L’humanité dispose d’un fabuleux trésor au donjon de son château. Mais elle en ignore l’existence, recluse au fond de sombres oubliettes. Image qui me saute aux yeux dans ce mausolée, sous les murailles du Kremlin. Tout un siècle à faire semblant d’être mort. J’ai vu cette chaîne de valeur globale qu’est la planète s’engouffrer dans un immense alambic, où l’on a voulu mêler les tripes de la Russie pour produire ce distillat qui serait l’essence du monde : l’argent. Semence du Diable – lequel n’existe pas plus que Dieu selon la théologie marxiste. A ceci près que jamais société ne fut plus évangéliste que le régime des soviets. J’entends sonner les cloches à la basilique du Saint-Sauveur ainsi qu’à la clôture des marchés de Wall Street. La moindre panique boursière calmée par Washington, Bruxelles et Kiev, grâce au fait que leurs actifs prennent la plus juteuse direction possible en temps de crise : missiles et chars. Ont-ils seulement lu mon Impérialisme, stade suprême du capitalisme, ceux qui défilèrent pendant près d’un siècle travestis en mes héritiers, devant cet édicule où j’étais déguisé en cadavre ? Ce jeu macabre devait bien finir par s’arrêter quand tomberait le rideau sur cette pièce de théâtre, mais je n’imaginais pas une scène finale aussi pitoyable. Applaudie par le monde entier comme le clou d’un spectacle ayant rapporté tant de blé. Qui dit clou dit marteau, qui dit blé dit faucille. Quiconque hormis les morts a-t-il pleuré la disparition du drapeau rouge frappé de la faucille et du marteau sur la vieille forteresse des tsars, la nuit du 25 au 26 décembre 1991 ?

 Eltsine et Clinton

Six mois plus tôt – 12 juin – l’ignoble clébard dressé par la CIA, pour divertir les Clinton, à mimer sur ses pattes arrières la danse de l’ours, faisait retentir au Kremlin l’opéra de Glinka Une vie pour le tsar. Le rideau était déjà tombé. Cette comédie burlesque avait requis le concours des meilleurs gagmen de Hollywood.

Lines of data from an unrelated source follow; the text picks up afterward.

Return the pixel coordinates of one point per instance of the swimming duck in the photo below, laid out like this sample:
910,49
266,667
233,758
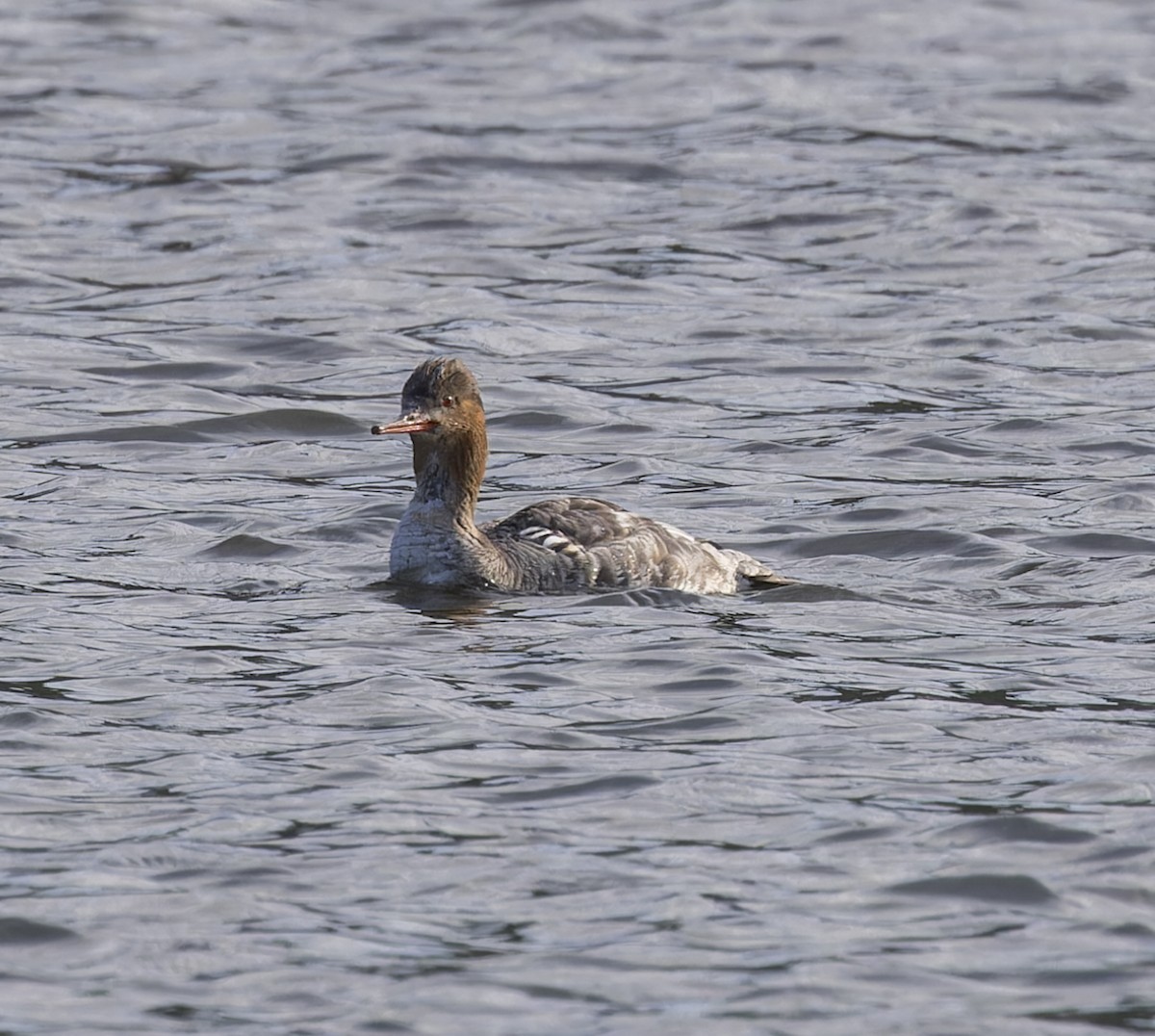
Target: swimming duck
567,544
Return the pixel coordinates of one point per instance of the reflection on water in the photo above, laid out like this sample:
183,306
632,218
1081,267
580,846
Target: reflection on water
858,291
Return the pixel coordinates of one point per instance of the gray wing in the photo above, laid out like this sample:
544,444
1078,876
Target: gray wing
581,542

Trois mois plus tôt encore – 17 mars – leur scénario ne prévoyait-il pas d’ajouter au référendum sur le maintien de l’URSS (qui recueillerait la majorité des suffrages) une question portant sur l’élection d’un président de la République de Russie au suffrage universel ? Il suffisait au caniche dipsomane de produire ses cabotinages qui ravissaient les foules pour s’emparer de l’os convoité, ce qui disloquerait le squelette institutionnel structurant l’Union soviétique. Du travail d’experts. Aussitôt le toutou se transformait en molosse pour promulguer un oukase interdisant toute activité politique sur les lieux de travail, donc en chassant le Parti communiste. Bureaux fermés, archives pillées, affiches lacérées. S’y substitueraient de plus minables imageries.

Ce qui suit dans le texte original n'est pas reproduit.